Edmonton’s City Hall Passes Privacy Regulations for Infill Projects
Privacy remains a concern for many. As many as 70% of Edmonton residents did not want the city hall to regulate how residents interacted with each other in mature neighborhoods, according to a survey. Somewhat inexplicably though, the city hall pushed ahead with its move to pass privacy bylaw amendments, in spite of the survey results pointing otherwise. The move is expected to ensure more privacy among households, so that there is greater privacy screening.
Among the proposals discussed, there was a rule passed that rooftop patios be pushed back by at least two meters if it is at the edge of the roof. The proposal aims to ensure that one cannot overlook his or her own backyard or neighbor’s house from their rooftop patio. The rooftop patio must also be around one meter back from the front of the house as well.
If you’re installing new decks, you may not be as lucky either. If the deck is installed one meter or more off the ground, regardless of whether it is in the back or side yard, you would need to have a privacy screening. The city hall, replying to the survey, stated that the results do not match what they have been hearing from residents for so long.
What does this mean for the infill projects?
The new bylaw amendments bring into perspective the different changes one can expect. For one, infill developers will have a lot more work to do than before. They need to check that the windows designed in two-story homes, located around two meters or less from the neighboring property line, fill the privacy screening requirements. Therefore, the development application needs to note all of these details. Additionally, developers would have to plan for bushes and trees accordingly, so that the neighbor’s privacy isn’t compromised.
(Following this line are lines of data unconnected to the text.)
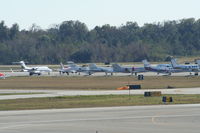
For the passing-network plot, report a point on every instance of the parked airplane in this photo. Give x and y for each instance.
(71, 68)
(187, 68)
(2, 76)
(160, 68)
(123, 69)
(92, 68)
(34, 70)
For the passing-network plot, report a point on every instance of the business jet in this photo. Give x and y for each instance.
(160, 68)
(125, 69)
(34, 70)
(71, 68)
(92, 68)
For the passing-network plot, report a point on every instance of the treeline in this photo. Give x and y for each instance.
(72, 40)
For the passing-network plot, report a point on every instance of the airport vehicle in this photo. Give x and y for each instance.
(92, 68)
(188, 67)
(71, 68)
(161, 68)
(2, 76)
(34, 70)
(123, 69)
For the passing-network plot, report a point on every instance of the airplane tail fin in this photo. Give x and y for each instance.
(61, 65)
(23, 65)
(116, 67)
(71, 64)
(146, 63)
(198, 62)
(92, 66)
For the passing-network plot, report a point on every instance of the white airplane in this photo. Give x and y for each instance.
(71, 68)
(92, 68)
(186, 68)
(160, 68)
(2, 76)
(123, 69)
(34, 70)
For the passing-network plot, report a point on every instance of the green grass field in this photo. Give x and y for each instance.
(92, 101)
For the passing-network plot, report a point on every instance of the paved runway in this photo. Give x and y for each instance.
(54, 93)
(136, 119)
(18, 74)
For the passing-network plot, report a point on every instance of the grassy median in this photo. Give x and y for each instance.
(92, 101)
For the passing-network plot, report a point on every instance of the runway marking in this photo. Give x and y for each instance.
(167, 115)
(21, 124)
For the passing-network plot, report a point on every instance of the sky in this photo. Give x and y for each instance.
(46, 13)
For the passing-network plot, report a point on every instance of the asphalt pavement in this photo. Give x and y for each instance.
(136, 119)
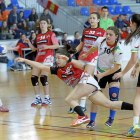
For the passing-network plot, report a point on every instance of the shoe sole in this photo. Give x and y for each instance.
(87, 121)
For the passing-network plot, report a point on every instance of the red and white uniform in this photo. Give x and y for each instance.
(89, 37)
(72, 75)
(45, 56)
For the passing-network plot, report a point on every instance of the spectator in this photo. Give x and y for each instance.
(32, 18)
(5, 31)
(21, 15)
(36, 26)
(14, 17)
(46, 15)
(16, 32)
(87, 24)
(2, 6)
(119, 23)
(77, 41)
(105, 22)
(25, 26)
(124, 32)
(126, 22)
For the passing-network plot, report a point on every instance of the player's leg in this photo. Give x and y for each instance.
(35, 83)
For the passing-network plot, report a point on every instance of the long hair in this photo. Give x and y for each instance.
(116, 31)
(67, 50)
(134, 19)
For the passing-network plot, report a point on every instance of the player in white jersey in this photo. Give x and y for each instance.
(110, 57)
(134, 40)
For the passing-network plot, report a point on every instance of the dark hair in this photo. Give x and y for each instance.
(67, 50)
(76, 32)
(134, 19)
(116, 31)
(64, 33)
(104, 7)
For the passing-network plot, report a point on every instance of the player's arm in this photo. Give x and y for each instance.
(34, 64)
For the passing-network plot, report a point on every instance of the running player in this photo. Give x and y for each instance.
(69, 70)
(110, 57)
(134, 41)
(90, 35)
(46, 42)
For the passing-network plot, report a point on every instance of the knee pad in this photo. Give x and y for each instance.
(34, 80)
(43, 80)
(114, 93)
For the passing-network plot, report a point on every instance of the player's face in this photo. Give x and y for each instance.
(132, 25)
(60, 62)
(93, 20)
(110, 37)
(43, 25)
(104, 12)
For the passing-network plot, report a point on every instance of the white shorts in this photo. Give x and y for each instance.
(88, 63)
(88, 79)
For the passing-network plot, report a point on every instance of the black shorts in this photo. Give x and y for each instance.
(103, 81)
(138, 83)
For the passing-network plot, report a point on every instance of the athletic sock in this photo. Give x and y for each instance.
(126, 106)
(37, 96)
(79, 111)
(47, 96)
(1, 103)
(112, 113)
(93, 116)
(135, 120)
(83, 102)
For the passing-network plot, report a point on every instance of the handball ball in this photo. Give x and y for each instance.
(3, 49)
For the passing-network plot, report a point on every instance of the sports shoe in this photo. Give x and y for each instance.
(83, 109)
(70, 111)
(91, 125)
(80, 120)
(109, 122)
(46, 102)
(37, 102)
(3, 109)
(133, 130)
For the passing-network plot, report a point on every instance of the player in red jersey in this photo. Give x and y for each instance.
(69, 71)
(90, 35)
(46, 42)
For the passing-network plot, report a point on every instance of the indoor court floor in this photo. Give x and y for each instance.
(24, 122)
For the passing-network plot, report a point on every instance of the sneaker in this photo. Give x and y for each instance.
(133, 130)
(3, 109)
(71, 111)
(83, 109)
(46, 102)
(91, 125)
(37, 102)
(109, 122)
(80, 120)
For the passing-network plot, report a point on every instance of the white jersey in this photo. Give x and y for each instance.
(107, 59)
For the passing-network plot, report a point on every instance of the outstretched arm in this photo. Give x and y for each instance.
(34, 64)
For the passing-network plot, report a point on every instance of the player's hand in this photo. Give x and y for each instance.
(117, 75)
(44, 47)
(99, 76)
(26, 41)
(19, 59)
(63, 57)
(83, 56)
(133, 73)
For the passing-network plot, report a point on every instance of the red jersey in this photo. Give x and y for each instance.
(46, 55)
(69, 74)
(89, 37)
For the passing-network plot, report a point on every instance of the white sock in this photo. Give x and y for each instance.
(1, 103)
(83, 101)
(47, 96)
(135, 120)
(37, 96)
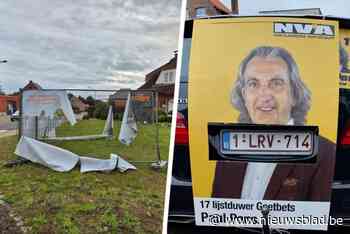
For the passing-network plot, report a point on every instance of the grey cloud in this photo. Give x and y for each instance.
(77, 43)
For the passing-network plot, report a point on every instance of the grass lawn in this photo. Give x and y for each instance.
(71, 202)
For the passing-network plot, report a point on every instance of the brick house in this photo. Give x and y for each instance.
(10, 103)
(162, 80)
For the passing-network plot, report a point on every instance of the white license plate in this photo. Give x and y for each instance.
(263, 142)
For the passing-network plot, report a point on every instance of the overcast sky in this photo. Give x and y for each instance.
(107, 44)
(328, 7)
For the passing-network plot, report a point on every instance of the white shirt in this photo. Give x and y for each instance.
(257, 178)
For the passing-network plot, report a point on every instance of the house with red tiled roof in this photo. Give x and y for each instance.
(32, 86)
(10, 103)
(162, 80)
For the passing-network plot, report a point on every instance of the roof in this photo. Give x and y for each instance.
(309, 11)
(151, 78)
(220, 6)
(32, 85)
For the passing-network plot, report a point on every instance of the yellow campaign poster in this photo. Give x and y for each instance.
(267, 71)
(344, 55)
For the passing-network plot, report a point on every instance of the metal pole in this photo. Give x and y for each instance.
(157, 129)
(266, 228)
(20, 121)
(36, 127)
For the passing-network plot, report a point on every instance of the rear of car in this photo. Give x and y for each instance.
(181, 199)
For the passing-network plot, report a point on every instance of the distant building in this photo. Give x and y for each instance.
(32, 86)
(203, 8)
(302, 11)
(10, 103)
(119, 99)
(77, 105)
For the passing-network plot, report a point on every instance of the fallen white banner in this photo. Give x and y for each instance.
(63, 160)
(128, 129)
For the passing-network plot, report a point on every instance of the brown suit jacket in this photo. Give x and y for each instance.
(303, 182)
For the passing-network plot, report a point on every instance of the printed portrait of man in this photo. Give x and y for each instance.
(344, 59)
(269, 90)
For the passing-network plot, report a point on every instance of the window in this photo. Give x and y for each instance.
(201, 11)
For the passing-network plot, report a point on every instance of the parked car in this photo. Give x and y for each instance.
(181, 208)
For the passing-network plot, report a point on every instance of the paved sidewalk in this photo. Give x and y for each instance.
(6, 133)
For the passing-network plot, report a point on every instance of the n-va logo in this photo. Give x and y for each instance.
(304, 29)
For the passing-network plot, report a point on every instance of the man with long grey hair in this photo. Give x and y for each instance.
(269, 90)
(289, 76)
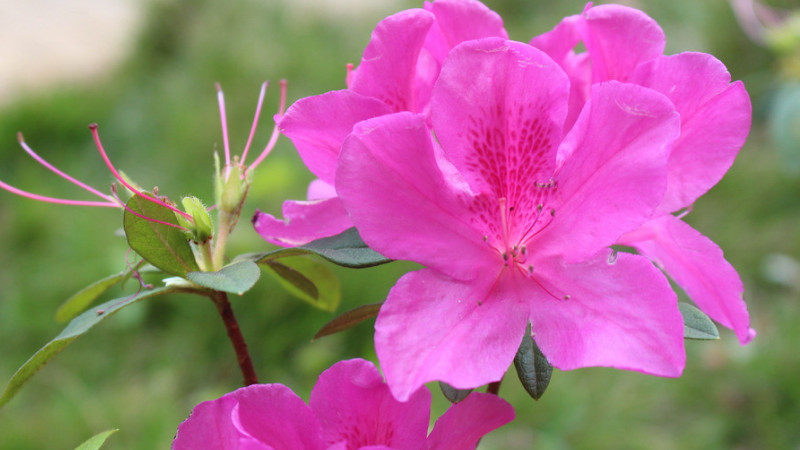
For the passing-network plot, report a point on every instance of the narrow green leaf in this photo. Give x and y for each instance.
(696, 324)
(161, 245)
(307, 279)
(96, 441)
(236, 278)
(533, 369)
(452, 394)
(83, 298)
(345, 249)
(74, 329)
(349, 319)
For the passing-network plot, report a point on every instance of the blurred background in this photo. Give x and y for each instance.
(145, 71)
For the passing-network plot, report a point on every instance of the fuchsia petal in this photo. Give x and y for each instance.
(276, 416)
(464, 423)
(619, 38)
(398, 198)
(209, 425)
(614, 174)
(317, 126)
(501, 134)
(699, 267)
(353, 404)
(458, 21)
(621, 312)
(304, 221)
(388, 67)
(435, 328)
(715, 121)
(261, 416)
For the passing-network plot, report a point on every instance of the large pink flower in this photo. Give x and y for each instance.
(625, 44)
(397, 73)
(350, 408)
(510, 235)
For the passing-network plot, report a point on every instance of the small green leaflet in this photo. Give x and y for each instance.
(163, 246)
(96, 441)
(236, 278)
(345, 249)
(77, 327)
(308, 279)
(696, 324)
(349, 319)
(533, 369)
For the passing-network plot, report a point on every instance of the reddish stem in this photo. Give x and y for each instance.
(220, 300)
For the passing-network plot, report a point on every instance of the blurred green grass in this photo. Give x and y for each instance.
(143, 370)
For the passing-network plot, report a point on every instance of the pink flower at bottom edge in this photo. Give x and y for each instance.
(350, 408)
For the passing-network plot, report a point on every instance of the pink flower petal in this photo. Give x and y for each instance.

It is the concern about privacy that is driving the move, according to Coun. Scott McKeen. People are more concerned about intrusion and complaints have been coming in for years, McKeen says. However, he does point out that certain measures could be reached, especially if the neighbors and developers can reach a compromise.
What about the survey results?
When asked about the survey results pointing to as many as 70% residents not having concerns about privacy, Coun. Andrew Knack stated that the views from the past few years have been the opposite, with most people concerned about privacy. City officials, on the other hand, stated how few people responded to the privacy issue during the consultation period. In spite of advertisements in community newsletters and webpages, only a few responses and views were gathered, perhaps playing a part in the eventual decision by City Hall.
The survey, carried out by Insight Community, had interviewed as many as 3,079 Edmonton residents. And it was only 26% of the people who didn’t want neighboring houses and properties to be “allowed to look into other houses of yards in any circumstances.” Instead, nearly 70% responded that they did not want any privacy regulation, or that homeowners could achieve privacy themselves, without the need of any privacy regulation.
This, the respondents stated, could be done by putting in blinds and landscaping. And only around 29% believed that infill projected to have privacy screens, with 71% stating that homeowners could add in balcony walls and landscaping as needed.